TraceLink continuously monitors emerging and evolving track and trace regulations around the world. View updates from the past week, and other recent developments below.
- The Government published a new rule on Chinese Vaccine Management for public commentary, which is related to the previous pharmaceutical traceability project. The government would like to develop a vaccine traceability system and is seeking input on data elements and an information sharing model.

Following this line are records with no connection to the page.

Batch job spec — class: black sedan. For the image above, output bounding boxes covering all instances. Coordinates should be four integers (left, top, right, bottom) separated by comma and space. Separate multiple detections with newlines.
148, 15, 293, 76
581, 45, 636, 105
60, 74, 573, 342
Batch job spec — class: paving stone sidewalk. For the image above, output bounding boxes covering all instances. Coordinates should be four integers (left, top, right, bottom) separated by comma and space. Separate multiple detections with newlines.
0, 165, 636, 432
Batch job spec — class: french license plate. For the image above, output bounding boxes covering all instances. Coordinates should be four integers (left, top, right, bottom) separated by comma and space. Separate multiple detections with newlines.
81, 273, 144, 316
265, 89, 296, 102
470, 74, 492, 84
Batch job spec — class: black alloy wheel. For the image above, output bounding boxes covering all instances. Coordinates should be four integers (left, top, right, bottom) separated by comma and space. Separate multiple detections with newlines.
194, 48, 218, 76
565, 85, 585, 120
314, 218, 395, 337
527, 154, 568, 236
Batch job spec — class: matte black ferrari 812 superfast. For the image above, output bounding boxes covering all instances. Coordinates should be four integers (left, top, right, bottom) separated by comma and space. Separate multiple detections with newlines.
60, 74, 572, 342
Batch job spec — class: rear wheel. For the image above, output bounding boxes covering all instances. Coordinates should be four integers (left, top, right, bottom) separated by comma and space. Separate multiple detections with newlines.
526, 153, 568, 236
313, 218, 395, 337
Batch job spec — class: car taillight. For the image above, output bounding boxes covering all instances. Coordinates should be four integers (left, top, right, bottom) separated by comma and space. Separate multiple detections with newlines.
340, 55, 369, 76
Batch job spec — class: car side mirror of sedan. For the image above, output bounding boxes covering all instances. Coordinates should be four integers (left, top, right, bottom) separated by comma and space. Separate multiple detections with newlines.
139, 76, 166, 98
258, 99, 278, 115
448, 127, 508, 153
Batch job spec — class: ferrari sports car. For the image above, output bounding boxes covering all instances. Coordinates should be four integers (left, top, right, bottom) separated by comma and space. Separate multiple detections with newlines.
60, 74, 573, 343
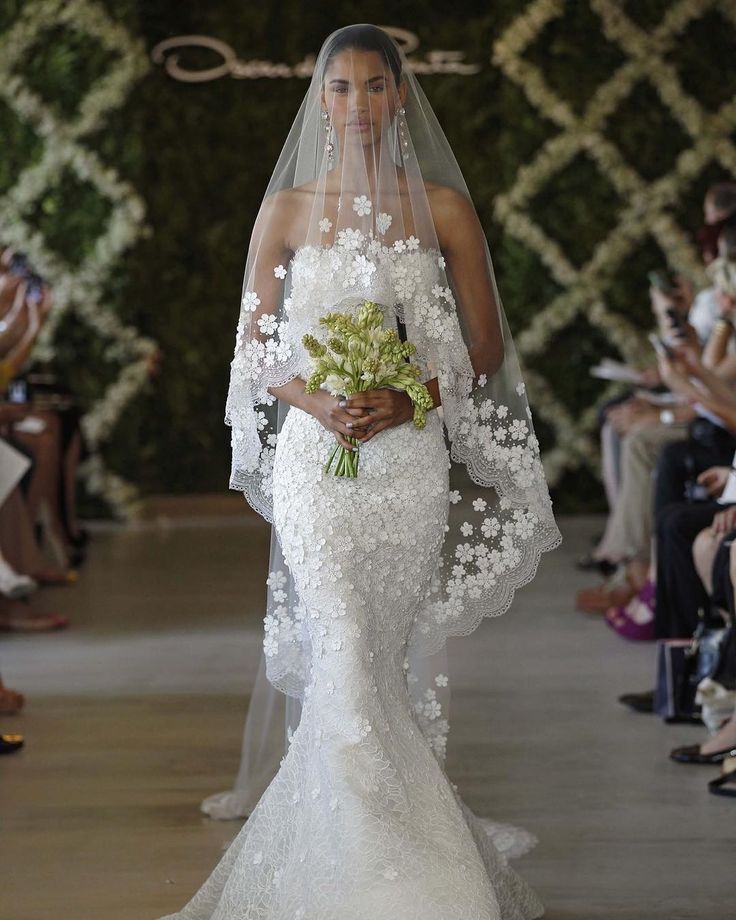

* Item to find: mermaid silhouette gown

- The National Medical Products Administration has launched a new website for information sharing with the public and stakeholders. The first piece of information published on the site was a summary of the previous guidance for the forthcoming medicine traceability system.
- EMVO issued an on-boarding status report as of October 2018. At that time there were: 1,062 Onboarding Partners (OBPs), 935 signed participation agreements, 786 legitimacy checks passed, 548 connected to the Quality Environment (IQE), 293 connected to the Production Environment (PRD), and 64 uploading master data.
- EMVO published a "Letter of Adhesion" to be signed by OBPs. This letter contained a set of conditions for non-EEA OBPs that are related to data handling and the ability of EMVO/NCAs to audit their processes.
- The MHRA ramped up EU FMD communication to all supply chain stakeholders, most notably regarding end-to-end EU FMD guidance and system error handling guidelines for end users. These topics were shared in this week's National Medicines Verification System (NMVS) and EU FMD TraceLink Life Sciences Cloud Community Special Interest Group sessions.